If they were going down then in theory, losing weight could actually reduce the number of fat cells in the body.
Dr. Spalding's team first tested several hundred children, adolescents and adults of various ages and found that while fat cell numbers increased through childhood, by the time adulthood was reached, the number of cells stayed the same.
Then in order to test the possibility that fat cell numbers could change in extreme circumstances, samples of fat were taken from patients about to undergo radical weight loss such as "gastric banding".
This is considered a last resort, where surgery reduces the size of the stomach and performed to help very obese patients lose weight.
Once the weight loss procedure was complete, another sample of fat was taken to assess if the overall number of fat cells had decreased.

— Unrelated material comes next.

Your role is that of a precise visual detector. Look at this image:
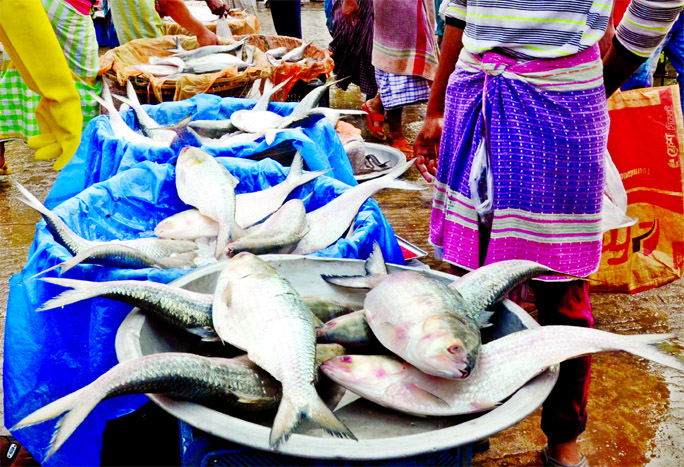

Dr. Spalding says they discovered that the level of fat cells had stayed the same, which is the bad news for dieters even though it explains why it can be so difficult for some to lose weight and to keep it off.
Spalding, a neuroscientist, says losing weight did not make the fat cells go away and they merely shed lipids and shrank in size and the fat cell number seems to be fairly set by adulthood and remarkably stable.
Dr. Spalding says those fat cells are not going anywhere, and are bigger in obese people than in their lean counterparts; she says by the time we are adolescents, the 'game is up' in terms of the number of fat cells we can posses.
While some experts say the research represents a "firm foundation" for further studies into obesity and solid evidence to be used in future research, others are not convinced by the theory that fat cell numbers are set from adolescence.
They say it is known that there are lots of cells in adult fat tissue that do not contain fat, but are capable of doing so if the nutritional conditions are right.
They suggest it is premature to conclude that by adolescence the number of fat cells we can possess is already set.
Dr. Spalding says new therapies that block fat cell renewal might help people maintain weight loss but probably would not be an effective weight-loss remedy unless coupled with restrictions on calorie consumption.
Experts say eating sensibly and exercising regularly remain the key to staying healthy.